I figured it was because she had been kept in a barn and that soon, this insanely doggy-like smell would wear off. The barn thing should also have been a red flag to many other problems, but right now I’m only addressing smells. The smell that would punch me in the face as I walked through the front door in those first few days! It was as if we had been taken over by an army of giant hamsters with poor hygiene.
And yes, we bathed her! We have the battle-scars to prove it. (she is also highly sensitive) Still! Dogs find special ways to bring smelliness to the table - literally and figuratively. They defecate and befoul. Sorry. I admit, I'm being gratuitously graphic. It's just that there is a sign outside of the park near my house – it says “it is unlawful to allow your dog to defecate and befoul in the park” and secretly I love this phrase. So proper and yet still so gross!

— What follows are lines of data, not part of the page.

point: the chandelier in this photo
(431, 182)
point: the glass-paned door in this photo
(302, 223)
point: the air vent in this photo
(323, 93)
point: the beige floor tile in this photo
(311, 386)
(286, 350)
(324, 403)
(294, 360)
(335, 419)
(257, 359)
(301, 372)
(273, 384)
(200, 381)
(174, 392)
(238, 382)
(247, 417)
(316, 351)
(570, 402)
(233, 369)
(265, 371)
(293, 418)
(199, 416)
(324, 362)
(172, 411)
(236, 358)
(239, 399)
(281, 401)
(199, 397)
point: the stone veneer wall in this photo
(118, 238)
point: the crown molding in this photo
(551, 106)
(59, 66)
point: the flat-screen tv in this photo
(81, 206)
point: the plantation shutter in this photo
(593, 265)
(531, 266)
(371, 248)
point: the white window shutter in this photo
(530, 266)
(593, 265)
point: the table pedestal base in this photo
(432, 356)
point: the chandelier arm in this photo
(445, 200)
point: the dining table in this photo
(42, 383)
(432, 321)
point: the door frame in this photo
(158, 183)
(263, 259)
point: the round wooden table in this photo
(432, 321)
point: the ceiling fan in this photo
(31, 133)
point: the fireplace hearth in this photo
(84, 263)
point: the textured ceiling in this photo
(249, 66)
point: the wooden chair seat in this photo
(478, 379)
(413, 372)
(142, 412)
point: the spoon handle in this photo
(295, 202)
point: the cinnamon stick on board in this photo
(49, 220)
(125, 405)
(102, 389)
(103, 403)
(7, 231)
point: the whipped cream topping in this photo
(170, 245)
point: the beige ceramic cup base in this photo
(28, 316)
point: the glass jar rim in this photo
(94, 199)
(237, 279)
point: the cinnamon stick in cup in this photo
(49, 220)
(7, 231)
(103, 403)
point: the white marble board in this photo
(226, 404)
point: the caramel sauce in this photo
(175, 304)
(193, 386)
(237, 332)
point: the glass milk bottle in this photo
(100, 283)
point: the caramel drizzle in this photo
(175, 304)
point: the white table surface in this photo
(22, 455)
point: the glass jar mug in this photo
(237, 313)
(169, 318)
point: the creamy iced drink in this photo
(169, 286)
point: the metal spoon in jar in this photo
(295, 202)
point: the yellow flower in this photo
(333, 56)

Anyway, here's the amazing part. It is like a miracle! You become nose blind after a while. And nose blind? It is awesome! I can handle smells so much easier now! No matter what my lovely Polish neighbour is up to. I even wave at her when I go out to the car. Come at me with your sausages...
Recently my dog had an ear infection. I fear I might lose one or two readers (putting me at a deficit) if I describe the smell of this experience in any way, so I hope this is a good enough illustration.
My sister (visiting): How do you put up with that?
Me: (dusting around my husband while he sits at the computer) Oh, I barely notice. I just feed him a few times a day and dust him every once in a while…
My sister: Uh...I meant the smell?
Me: Oh. Heh. Right. That would be Bootsie. She has an infection so her ear really smells.
My sister: (pulling her shirt over her nose) You don't say.
Me: Oh come on. Is it that bad?
My sister: (gagging behind her shirt) (muffled voice...) No, it’s fantastic.
Bootsie: (who adores my sister – totally unreciprocated - and runs up to her, wagging, flicking at her ear, fluffing up clouds of stench) bark! Bark bark!!! Bark bark bark!!! (translation: pet me?)
My sister: (running away) Gaaaaak! (translation: not if my life depended on it)
Bootsie is on medication for the ear thing. It smells highly mediciney. She needs new hypo-allergenic food. It smells hypo-allergenicky...but guess what? I'm still okay! Still nose blind as a bat. (those wooden ones they use for baseball).
As for anyone who visits? Normally I would say “deep breaths” although in this case, it is not recommended.